Namun demikian penulis mencoba melakukan rekonstruksi sejarah berdasarkan beberapa peristiwa yang terjadi di sekitar wilayah Moronene. Penulis berkesimpulan bahwa wilayah Moronene diperkirakan tetap berada dalam sistem pemerintahan tradisional paling tidak hingga menjelang akhir abad ke-14 (sekitar tahun 1375-1390 M). Pada saat itu, wilayah Moronene sudah terbagi tiga yaitu Lelentula (kini Poleang), Keuwia (kini Rumbia) dan Kotu’a (kini Kabaena). Pembagian wilayah ini diperkirakan terjadi sekitar tahun 1200 M (menjelang akhir hayat Apua Nungkulangi). Bila merujuk pada rentang waktu abad ke-14 maka pada zaman Sangia Tantuu berkuasa di Keuwia, Sangia Lawu (Sugilara) di Kabaena dan Sangia Moro di Polea.

Berikut beberapa peristiwa sejarah yang diduga kuat ikut memberikan andil dalam proses terbentuknya kerajaan di wilayah Moronene:

  • Apua Nungkulangi pernah menolak membayar upeti ke Luwu. Akhirnya dia terbunuh saat menghadapi serbuan pasukan Opu Topayung (Penguasa Luwu). Peristiwa ini diperkirakan terjadi sekitar tahun 1200 M.
  • Sekitar tahun 1300 M, Riri Sao atau dikenal dengan nama Elu Ute Ntoluwu (putra Apua Nungkulangi) menikah dengan Siti Abiah, putri Opu Topayung. Sejak saat itu Riri Sao menjalin hubungan kerjasama dengan Luwu bahkan wilayah kekuasaan Riri Sao (Polea) pernah menjadi bagian dari Luwu (vassal) beberapa lama.
  • Terbentuknya kerajaan-kerajaan besar di Sulawesi Selatan (Luwu, Gowa, Bone) tahun 1300 -1330M serta terbentuknya Kerajaan Buton tahun 1332 M dan Kerajaan Wuna (Muna) tahun 1371 M pasti akan membuat para elit Moronene untuk mengambil langkah antisipasi guna mengamankan wilayah teritorialnya.
  • Pada masa Raja Buton III berkuasa sekitar awal abad ke-15 (sekitar tahun 1425), terjadi perselisihan dengan Moronene Keuwia karena Kerajaan Buton menghukum mati Sangia Lerentapupu.
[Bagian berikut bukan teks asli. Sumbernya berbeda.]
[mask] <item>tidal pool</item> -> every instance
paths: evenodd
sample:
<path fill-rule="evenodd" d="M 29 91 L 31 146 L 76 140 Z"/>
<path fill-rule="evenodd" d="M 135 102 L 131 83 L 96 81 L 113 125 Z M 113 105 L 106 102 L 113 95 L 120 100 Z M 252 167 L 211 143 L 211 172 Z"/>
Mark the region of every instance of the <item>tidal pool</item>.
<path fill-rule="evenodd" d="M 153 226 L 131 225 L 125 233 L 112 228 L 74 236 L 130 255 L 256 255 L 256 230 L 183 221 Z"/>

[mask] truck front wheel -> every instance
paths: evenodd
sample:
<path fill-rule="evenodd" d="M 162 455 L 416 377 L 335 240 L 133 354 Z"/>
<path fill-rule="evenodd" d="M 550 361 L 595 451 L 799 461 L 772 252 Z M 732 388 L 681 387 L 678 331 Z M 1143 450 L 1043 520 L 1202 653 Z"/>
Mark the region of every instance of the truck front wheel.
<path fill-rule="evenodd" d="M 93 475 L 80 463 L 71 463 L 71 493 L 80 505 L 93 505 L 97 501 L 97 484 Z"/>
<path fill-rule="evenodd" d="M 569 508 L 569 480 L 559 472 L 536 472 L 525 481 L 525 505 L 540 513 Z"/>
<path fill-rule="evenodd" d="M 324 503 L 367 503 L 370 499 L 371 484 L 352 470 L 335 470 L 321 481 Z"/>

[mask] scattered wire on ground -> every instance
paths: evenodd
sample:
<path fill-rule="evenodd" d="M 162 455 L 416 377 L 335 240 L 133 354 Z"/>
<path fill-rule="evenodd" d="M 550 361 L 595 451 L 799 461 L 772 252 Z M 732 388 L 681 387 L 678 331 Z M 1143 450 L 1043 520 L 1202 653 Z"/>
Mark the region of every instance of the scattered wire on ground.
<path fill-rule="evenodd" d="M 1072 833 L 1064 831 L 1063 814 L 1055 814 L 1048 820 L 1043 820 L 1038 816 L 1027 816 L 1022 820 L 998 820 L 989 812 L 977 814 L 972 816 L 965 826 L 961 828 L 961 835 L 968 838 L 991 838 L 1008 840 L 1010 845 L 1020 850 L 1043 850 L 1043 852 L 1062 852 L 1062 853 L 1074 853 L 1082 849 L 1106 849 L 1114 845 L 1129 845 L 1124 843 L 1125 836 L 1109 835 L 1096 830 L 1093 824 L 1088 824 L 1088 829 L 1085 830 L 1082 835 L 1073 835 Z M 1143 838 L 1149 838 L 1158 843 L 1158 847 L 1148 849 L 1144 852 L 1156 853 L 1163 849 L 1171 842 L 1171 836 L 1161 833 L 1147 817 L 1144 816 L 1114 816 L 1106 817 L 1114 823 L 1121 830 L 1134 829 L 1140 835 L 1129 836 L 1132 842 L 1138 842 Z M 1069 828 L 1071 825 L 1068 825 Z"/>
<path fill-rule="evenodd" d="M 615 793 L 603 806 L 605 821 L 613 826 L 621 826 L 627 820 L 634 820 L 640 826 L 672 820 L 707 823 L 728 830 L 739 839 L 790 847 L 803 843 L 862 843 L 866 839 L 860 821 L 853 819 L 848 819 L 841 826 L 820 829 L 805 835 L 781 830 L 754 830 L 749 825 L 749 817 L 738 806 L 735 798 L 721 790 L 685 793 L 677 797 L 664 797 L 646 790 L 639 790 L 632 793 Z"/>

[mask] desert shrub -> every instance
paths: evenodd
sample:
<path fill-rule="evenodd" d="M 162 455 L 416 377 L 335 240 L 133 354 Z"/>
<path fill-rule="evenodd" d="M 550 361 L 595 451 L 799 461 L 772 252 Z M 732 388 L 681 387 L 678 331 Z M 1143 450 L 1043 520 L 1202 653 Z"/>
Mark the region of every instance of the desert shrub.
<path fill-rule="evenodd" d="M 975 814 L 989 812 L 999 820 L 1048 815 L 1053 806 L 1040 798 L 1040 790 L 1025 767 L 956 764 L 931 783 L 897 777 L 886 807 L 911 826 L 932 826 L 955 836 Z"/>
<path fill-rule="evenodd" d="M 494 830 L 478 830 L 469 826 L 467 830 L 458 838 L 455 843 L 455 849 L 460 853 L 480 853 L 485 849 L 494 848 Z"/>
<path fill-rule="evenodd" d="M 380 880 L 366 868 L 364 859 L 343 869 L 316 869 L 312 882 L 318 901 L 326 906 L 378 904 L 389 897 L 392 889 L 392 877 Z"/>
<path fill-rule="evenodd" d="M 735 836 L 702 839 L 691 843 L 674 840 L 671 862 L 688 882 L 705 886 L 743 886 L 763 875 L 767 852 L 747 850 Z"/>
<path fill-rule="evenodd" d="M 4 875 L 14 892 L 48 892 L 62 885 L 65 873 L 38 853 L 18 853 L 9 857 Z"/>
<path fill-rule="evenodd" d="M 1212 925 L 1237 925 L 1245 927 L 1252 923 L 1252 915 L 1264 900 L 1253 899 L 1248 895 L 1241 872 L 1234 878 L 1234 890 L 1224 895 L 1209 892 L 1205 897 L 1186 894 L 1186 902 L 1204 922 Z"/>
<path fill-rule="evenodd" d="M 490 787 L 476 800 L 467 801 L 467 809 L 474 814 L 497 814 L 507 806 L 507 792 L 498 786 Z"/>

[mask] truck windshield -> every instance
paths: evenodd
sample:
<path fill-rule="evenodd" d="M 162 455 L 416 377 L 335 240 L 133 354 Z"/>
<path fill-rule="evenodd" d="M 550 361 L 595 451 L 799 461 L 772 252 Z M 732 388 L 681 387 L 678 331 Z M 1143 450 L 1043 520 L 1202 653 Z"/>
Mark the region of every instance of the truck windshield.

Paska kejadian ini, Moronene Keuwia menolak memberikan “sorau” (upeti) kepada Buton yang berarti Moronene Keuwia sudah memiliki kesiapan membuka konfrontasi dengan Buton. Hubungan Buton dan Moronene Keuwia baru membaik pada masa Raja Buton V (Raja Mulae) berkuasa.
  • Pada pertengahan abad ke-15 (tahun 1450 M) kerajaan-kerajaan Moronene sudah memiliki peran yang diperhitungkan oleh kerajaan tetangga. Pada masa itu kerajaan-kerajaan Moronene mengambil langkah politik bekerjasama (“naddoangi”) dengan Kerajaan Bone.
  • Raja Buton IV (Raja Tua Rade) sekitar akhir abad ke-15 (sekitar tahun 1475 M) menetapkan La Manjawari sebagai Sapati di Kabaena.
  • Kerajaan Buton dan Moronene membuat perjanjian bilateral (kerjasama) pada zaman Raja Buton V (Raja Mulae) berkuasa yaitu pada tahun 1513 yang difasilitasi oleh Sapati Manjawari.
  • Pada masa pemerintahan Raja Buton V dan Raja Buton VI, Kerajaan Buton telah menjalin hubungan politik dengan Luwu, Konawe dan Muna atau Pancana. Melalui perkawinan “politik” antara putra-putri raja, daerah-daerah tersebut berada di bawah pengaruh kekuasaan Buton. Demikian pula daerah Poleang dan Rumbia di selatan jazirah Sulawesi Tenggara mengakui kekuasaan kerajaan Buton.
Baca Juga  Iskandar Sebut Pariwisata dapat mendongkrat Ekonomi dan PAD daerah

Namunpun demikian, Moronene tidak dinggap sebagai wilayah Bonto atau Barata oleh Kerajaan Buton melainkan tetap diakui sebagai wilayah Moronene. Wilayah Moronene Kabaena dipimpin oleh Sapati, Moronene Rumbia dan Poleang masing-masing dipimpin oleh Mokole. (Sumber: Kerajaan Tradisional Sulawesi Tenggara, Depdikbud, 1996).

 

 

Tanah Moronene yang luas dan subur, memiliki sumber daya alam yang melimpah berupa hasil hutan dan merupakan penghasil padi. Moronene merupakan salah satu dari tiga jalur perdagangan yang mulai berkembang pada masa itu yang menghubungkan Ternate-Buton-Gowa. Kondisi ini jelas menjadi incaran dari pihak luar yang ingin menguasai atau menjalin kerjasama. Apalagi kerajaan-kerajaan disekitarnya saling merebut pengaruh dan memiliki ambisi ekspansi wilayah.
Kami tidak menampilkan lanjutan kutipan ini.